La grossesse est un voyage complexe, parfois semé d'embûches. Parmi les complications possibles, l'infection placentaire, notamment la chorioamniotite, représente une source de préoccupation majeure. Cet article vise à explorer en profondeur la chorioamniotite, ses liens potentiels avec la réduction embryonnaire, et les risques associés pour la mère et l'enfant.

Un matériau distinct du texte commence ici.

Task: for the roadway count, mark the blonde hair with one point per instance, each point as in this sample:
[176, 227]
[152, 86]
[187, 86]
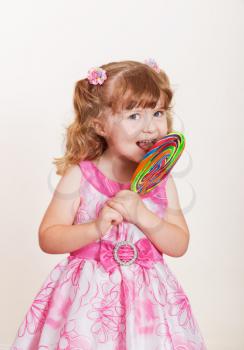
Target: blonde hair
[129, 84]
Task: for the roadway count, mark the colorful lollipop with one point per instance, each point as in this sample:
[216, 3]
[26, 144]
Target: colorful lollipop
[157, 162]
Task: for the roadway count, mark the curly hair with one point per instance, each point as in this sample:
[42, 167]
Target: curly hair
[129, 84]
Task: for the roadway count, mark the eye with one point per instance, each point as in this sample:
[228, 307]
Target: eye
[131, 116]
[161, 113]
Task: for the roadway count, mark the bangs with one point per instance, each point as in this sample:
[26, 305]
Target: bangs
[138, 88]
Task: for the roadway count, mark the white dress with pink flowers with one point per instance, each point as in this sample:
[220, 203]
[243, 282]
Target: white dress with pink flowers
[101, 304]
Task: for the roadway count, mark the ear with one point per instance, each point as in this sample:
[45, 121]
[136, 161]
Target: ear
[99, 127]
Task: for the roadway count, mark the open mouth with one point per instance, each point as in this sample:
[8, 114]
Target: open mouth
[146, 145]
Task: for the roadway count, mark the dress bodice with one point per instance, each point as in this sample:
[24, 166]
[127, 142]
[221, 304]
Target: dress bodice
[96, 188]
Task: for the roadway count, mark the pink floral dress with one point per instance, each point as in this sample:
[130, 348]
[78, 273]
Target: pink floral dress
[84, 304]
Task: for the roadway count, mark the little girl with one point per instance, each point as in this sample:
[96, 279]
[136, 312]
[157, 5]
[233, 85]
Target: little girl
[114, 290]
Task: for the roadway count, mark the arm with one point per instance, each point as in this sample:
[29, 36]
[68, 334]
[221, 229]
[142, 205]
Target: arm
[57, 235]
[169, 235]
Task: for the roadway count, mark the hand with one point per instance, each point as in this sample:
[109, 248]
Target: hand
[129, 204]
[106, 218]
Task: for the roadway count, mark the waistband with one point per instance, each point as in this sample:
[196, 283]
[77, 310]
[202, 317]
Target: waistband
[124, 253]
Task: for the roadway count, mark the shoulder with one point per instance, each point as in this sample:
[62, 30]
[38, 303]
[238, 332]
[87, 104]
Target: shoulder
[174, 213]
[71, 179]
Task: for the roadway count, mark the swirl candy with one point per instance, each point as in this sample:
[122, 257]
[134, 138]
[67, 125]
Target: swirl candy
[157, 162]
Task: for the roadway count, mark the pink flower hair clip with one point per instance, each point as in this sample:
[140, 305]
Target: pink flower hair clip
[152, 63]
[96, 76]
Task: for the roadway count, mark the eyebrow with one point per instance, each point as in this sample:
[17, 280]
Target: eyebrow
[141, 109]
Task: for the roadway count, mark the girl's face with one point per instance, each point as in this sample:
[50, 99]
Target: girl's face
[124, 130]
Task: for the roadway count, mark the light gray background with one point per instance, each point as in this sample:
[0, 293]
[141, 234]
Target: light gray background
[48, 45]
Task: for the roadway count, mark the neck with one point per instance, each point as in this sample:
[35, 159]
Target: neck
[118, 168]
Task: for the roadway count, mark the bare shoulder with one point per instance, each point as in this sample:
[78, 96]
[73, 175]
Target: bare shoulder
[65, 200]
[174, 212]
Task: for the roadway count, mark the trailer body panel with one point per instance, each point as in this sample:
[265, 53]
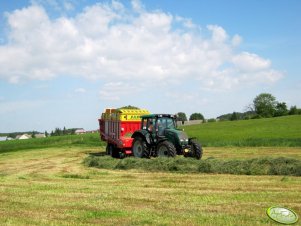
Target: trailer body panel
[116, 127]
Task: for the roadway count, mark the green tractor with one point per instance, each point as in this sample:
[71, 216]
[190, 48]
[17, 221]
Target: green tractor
[159, 136]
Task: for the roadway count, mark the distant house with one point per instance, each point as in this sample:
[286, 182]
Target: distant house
[23, 137]
[80, 131]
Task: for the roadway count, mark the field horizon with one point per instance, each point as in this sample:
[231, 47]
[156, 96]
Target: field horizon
[46, 182]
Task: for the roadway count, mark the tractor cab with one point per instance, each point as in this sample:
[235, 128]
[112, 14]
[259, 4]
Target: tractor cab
[159, 136]
[157, 123]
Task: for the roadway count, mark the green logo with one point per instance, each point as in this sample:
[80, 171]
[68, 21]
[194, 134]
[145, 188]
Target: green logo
[282, 215]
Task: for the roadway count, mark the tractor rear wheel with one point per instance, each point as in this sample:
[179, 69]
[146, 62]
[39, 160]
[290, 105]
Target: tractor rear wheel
[140, 149]
[112, 151]
[166, 149]
[196, 150]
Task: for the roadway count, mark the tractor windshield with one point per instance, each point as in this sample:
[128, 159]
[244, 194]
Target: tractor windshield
[165, 123]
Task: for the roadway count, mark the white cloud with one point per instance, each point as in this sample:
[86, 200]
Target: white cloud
[249, 62]
[109, 42]
[115, 91]
[80, 90]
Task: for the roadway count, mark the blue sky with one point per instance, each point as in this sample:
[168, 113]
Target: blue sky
[63, 62]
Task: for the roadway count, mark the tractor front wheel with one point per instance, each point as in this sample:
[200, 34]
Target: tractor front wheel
[196, 150]
[166, 149]
[140, 149]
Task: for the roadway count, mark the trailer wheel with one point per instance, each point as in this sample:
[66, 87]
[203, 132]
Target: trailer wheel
[140, 149]
[166, 149]
[196, 150]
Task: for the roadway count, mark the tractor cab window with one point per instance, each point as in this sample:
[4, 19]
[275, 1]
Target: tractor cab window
[144, 122]
[165, 123]
[150, 124]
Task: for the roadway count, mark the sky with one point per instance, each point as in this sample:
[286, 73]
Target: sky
[62, 62]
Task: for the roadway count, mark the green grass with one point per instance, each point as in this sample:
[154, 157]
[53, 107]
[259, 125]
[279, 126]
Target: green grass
[51, 186]
[85, 140]
[255, 166]
[44, 181]
[281, 131]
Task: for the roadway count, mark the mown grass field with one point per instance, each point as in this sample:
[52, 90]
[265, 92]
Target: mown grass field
[281, 131]
[44, 182]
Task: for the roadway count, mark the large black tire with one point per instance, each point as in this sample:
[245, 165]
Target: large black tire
[166, 149]
[196, 149]
[112, 151]
[140, 149]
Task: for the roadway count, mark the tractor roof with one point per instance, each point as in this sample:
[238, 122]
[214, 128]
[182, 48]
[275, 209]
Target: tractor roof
[158, 116]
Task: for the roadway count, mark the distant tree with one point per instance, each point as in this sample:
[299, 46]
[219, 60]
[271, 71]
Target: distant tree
[281, 109]
[265, 105]
[196, 116]
[294, 111]
[181, 116]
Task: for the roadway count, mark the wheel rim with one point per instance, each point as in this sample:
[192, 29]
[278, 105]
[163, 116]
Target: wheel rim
[137, 149]
[163, 151]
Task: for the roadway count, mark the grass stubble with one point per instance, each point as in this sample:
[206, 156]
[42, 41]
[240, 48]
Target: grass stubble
[51, 186]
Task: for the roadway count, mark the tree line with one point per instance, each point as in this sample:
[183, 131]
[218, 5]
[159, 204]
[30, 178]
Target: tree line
[264, 105]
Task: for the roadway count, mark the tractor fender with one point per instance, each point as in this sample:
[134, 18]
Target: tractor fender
[143, 134]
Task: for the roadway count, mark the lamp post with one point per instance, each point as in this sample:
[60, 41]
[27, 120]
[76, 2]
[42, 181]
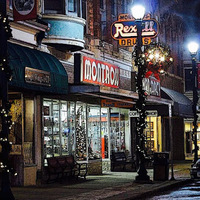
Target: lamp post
[193, 48]
[5, 33]
[138, 12]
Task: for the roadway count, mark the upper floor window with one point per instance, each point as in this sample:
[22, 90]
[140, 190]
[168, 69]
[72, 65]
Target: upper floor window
[54, 6]
[124, 6]
[113, 7]
[65, 7]
[72, 5]
[102, 4]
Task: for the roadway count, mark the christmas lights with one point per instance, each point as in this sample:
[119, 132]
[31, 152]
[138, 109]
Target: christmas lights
[158, 59]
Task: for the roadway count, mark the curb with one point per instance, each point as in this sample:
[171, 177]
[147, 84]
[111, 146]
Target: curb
[145, 191]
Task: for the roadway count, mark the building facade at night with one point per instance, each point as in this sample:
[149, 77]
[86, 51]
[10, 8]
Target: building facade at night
[73, 86]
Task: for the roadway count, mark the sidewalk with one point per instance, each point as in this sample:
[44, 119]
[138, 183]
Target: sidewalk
[113, 185]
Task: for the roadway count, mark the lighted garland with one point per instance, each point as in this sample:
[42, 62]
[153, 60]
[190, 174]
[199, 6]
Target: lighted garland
[140, 106]
[5, 108]
[158, 59]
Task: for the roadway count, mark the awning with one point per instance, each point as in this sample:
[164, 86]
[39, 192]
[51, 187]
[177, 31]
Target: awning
[182, 104]
[36, 70]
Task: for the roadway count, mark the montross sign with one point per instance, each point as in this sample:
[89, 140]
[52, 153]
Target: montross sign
[100, 73]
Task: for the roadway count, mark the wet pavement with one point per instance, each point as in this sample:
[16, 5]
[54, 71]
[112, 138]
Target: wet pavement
[188, 192]
[112, 185]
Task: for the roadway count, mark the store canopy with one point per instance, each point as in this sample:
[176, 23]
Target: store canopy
[182, 104]
[36, 70]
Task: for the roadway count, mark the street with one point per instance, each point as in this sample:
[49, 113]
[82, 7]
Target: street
[187, 192]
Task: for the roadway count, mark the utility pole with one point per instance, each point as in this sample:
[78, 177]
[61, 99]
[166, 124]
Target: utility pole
[5, 193]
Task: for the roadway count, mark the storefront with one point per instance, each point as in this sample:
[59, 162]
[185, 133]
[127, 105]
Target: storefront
[35, 74]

Comprendre la Chorioamniotite
La chorioamniotite est une infection grave qui affecte le placenta et/ou le liquide amniotique. Le terme se décompose en "chorio" (placenta), "amnios" (enveloppe du fœtus) et "-ite" (inflammation/infection). Bien que traitable par antibiotiques pendant la grossesse, elle est souvent diagnostiquée après l'accouchement, lors de complications ou lors d'une échographie révélant une mort fœtale in utero (MFIU).

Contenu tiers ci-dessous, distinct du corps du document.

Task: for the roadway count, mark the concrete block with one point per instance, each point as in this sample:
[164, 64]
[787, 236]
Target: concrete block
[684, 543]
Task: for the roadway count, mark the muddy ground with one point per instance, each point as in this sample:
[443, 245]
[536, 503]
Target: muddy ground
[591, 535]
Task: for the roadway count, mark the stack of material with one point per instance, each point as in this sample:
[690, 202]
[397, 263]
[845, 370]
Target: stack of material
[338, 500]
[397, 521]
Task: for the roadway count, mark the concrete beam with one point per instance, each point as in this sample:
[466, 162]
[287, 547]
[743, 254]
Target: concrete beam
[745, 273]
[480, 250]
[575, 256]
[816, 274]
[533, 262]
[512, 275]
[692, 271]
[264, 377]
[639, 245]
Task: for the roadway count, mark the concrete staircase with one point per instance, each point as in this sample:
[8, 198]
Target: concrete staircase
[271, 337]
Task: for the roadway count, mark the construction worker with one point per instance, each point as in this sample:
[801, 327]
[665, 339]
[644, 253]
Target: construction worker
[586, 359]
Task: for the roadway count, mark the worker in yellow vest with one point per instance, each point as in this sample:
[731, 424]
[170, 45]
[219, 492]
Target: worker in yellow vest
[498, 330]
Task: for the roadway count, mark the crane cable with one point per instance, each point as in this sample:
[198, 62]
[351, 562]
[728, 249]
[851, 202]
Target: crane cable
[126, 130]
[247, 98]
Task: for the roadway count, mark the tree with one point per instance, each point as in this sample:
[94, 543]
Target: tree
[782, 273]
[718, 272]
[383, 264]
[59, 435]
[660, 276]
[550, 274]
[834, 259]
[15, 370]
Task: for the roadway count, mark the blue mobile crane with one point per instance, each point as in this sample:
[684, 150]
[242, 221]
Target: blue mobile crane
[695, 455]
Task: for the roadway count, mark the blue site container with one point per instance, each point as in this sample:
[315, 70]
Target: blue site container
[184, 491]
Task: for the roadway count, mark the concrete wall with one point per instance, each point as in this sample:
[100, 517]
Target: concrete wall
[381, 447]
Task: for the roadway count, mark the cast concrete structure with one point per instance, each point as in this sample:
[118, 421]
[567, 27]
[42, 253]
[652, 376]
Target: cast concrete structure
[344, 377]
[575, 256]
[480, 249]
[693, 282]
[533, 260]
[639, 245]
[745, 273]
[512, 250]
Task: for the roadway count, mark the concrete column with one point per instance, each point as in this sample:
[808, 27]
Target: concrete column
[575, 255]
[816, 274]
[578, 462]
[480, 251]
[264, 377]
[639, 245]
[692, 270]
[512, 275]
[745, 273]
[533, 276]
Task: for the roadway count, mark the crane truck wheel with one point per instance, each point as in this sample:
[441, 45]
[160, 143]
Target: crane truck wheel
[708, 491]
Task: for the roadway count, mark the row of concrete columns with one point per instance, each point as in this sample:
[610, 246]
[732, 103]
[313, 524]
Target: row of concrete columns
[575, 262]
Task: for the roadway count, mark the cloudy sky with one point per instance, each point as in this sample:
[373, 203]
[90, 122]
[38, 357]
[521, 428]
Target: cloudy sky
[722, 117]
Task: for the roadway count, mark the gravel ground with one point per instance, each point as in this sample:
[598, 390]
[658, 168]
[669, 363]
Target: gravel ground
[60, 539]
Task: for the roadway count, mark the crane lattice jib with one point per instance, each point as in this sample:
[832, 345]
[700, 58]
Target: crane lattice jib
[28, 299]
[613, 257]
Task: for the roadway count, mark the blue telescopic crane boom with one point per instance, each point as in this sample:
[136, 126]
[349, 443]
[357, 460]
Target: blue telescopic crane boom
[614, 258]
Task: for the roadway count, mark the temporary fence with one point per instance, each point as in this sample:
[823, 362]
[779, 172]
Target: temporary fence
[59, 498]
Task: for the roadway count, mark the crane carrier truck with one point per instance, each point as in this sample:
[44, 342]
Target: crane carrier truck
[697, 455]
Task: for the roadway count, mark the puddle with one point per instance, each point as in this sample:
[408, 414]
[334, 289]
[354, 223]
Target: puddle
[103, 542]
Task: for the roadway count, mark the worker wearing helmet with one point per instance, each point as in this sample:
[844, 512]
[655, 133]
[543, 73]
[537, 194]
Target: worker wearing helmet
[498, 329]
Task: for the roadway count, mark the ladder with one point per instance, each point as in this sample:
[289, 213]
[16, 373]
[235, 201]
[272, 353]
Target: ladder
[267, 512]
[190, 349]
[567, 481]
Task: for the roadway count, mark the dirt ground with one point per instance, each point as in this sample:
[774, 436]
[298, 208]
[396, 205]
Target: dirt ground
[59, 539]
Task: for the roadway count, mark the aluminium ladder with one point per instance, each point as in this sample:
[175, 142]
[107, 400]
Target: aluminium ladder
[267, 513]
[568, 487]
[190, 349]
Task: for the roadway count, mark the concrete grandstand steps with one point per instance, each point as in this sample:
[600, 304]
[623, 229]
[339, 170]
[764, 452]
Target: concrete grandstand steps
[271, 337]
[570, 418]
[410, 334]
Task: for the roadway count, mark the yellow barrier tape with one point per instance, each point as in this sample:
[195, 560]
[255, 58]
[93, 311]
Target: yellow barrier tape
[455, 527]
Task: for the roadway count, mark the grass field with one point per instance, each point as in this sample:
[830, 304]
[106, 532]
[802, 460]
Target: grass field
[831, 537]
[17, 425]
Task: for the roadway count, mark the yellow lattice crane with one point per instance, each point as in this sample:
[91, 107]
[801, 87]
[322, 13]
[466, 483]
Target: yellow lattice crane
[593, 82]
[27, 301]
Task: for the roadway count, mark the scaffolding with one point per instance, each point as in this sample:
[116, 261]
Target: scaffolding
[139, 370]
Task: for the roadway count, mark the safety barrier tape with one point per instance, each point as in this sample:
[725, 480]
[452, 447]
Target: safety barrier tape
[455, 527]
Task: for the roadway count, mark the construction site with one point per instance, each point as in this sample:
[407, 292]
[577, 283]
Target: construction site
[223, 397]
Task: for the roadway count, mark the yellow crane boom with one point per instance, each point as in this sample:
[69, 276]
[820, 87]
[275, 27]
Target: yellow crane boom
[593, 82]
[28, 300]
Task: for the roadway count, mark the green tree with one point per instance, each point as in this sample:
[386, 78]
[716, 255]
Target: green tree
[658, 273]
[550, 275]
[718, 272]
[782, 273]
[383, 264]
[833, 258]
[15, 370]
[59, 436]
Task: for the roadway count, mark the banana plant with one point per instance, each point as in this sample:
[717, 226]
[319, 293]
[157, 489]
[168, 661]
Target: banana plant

Manifestations et Diagnostic
La chorioamniotite clinique, symptomatique, est relativement rare pendant la grossesse. Les symptômes peuvent inclure :
- Fièvre
- Saignements
- Pertes vaginales anormales
- Perte de liquide amniotique
- Contractibilité utérine accrue
- Douleurs pelviennes
- Tachycardie
Face à ces signes, des analyses sanguines (NFS) révèlent une augmentation des globules blancs, confirmant l'infection. Une antibiothérapie à large spectre (ex: amoxicilline) et des antipyrétiques sont alors prescrits. Une rupture prématurée des membranes peut aussi alerter sur une possible infection.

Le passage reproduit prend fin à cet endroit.